Pandemia: uno studio della rivista medica Cell smonta il teorema delle analogie tra diffusione virale online e epidemia
- di RED-ROM
- in Salute&Benessere
(PRIMAPRESS) - ROMA - Sono oltre 54 milioni le informazioni legate alla pandemia da Covid che circolano sulla maggiore piattaforma di ricerca online. Ed è legittimo chiedersi in che modo è possibile selezionare la massiccia diffusione di informazione sulla pandemia in atto? E come misurare il loro effetto sulla gestione del fenomeno pandemico? Queste sono alcune delle domande a cui tenta di rispondere un nuovo studio pubblicato sulla rivista americana di biologia Cell.
Ad elaborare lo studio è stato un team di esperti internazionali composto da epidemiologi computazionali della Sorbona, rappresentanti dell’Oms e dei Centers for Disease Control and Prevention (CDC) americani, cinesi e africani e Data Scientist dell’Istituto Sistemi Complessi del CNR e del Dipartimento di Informatica della Sapienza di Roma. I ricercatori hanno cercato di porre in relazione i due fenomeni, quello pandemico e quello infodemico, portando alla luce le differenze essenziali ma anche le forti interconnessioni tra i due e la possibilità che si influenzino vicendevolmente.

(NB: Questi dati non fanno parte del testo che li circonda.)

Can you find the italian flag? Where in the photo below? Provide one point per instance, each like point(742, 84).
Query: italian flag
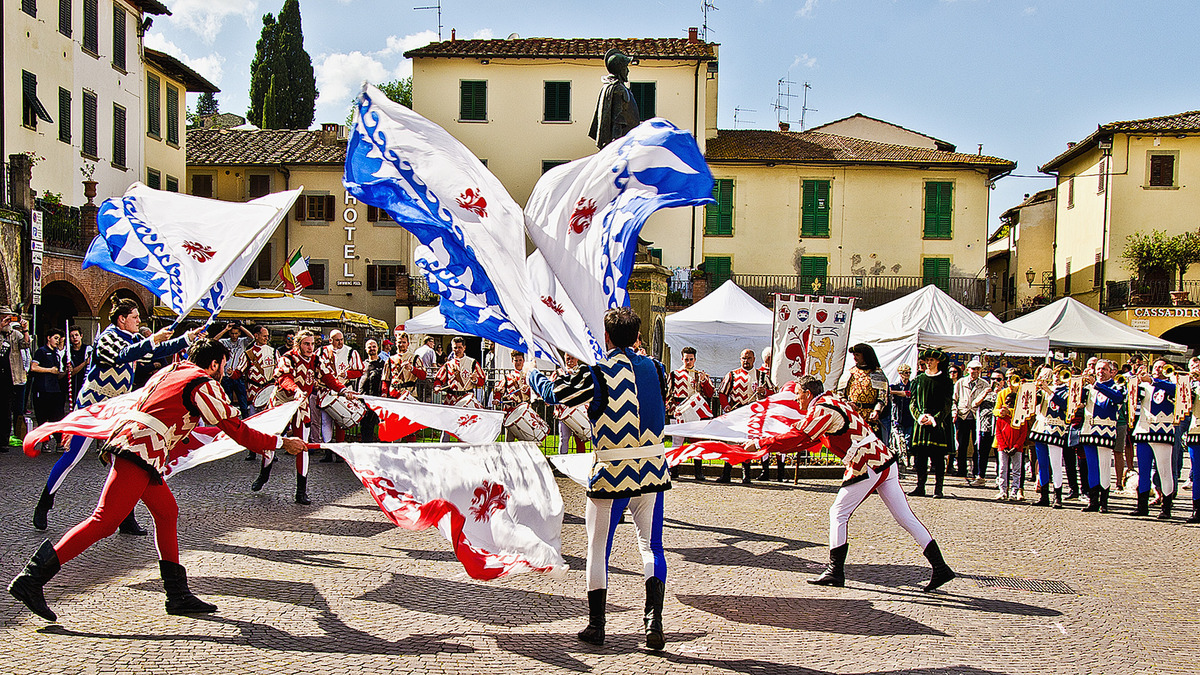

Uno dei primi punti che lo studio scardina è l’analogia fra la diffusione virale online e le epidemie sottolineando la diversità fra i due fenomeni: il processo di diffusione del virus, al contrario delle informazioni, non gode della caratteristica dell’intenzionalità. È infatti impossibile decidere di accettare, o non accettare, la presenza del virus mentre ogni utente ha la possibilità di accogliere un’informazione piuttosto che un’altra, rigettando quelle che non sono di suo gradimento.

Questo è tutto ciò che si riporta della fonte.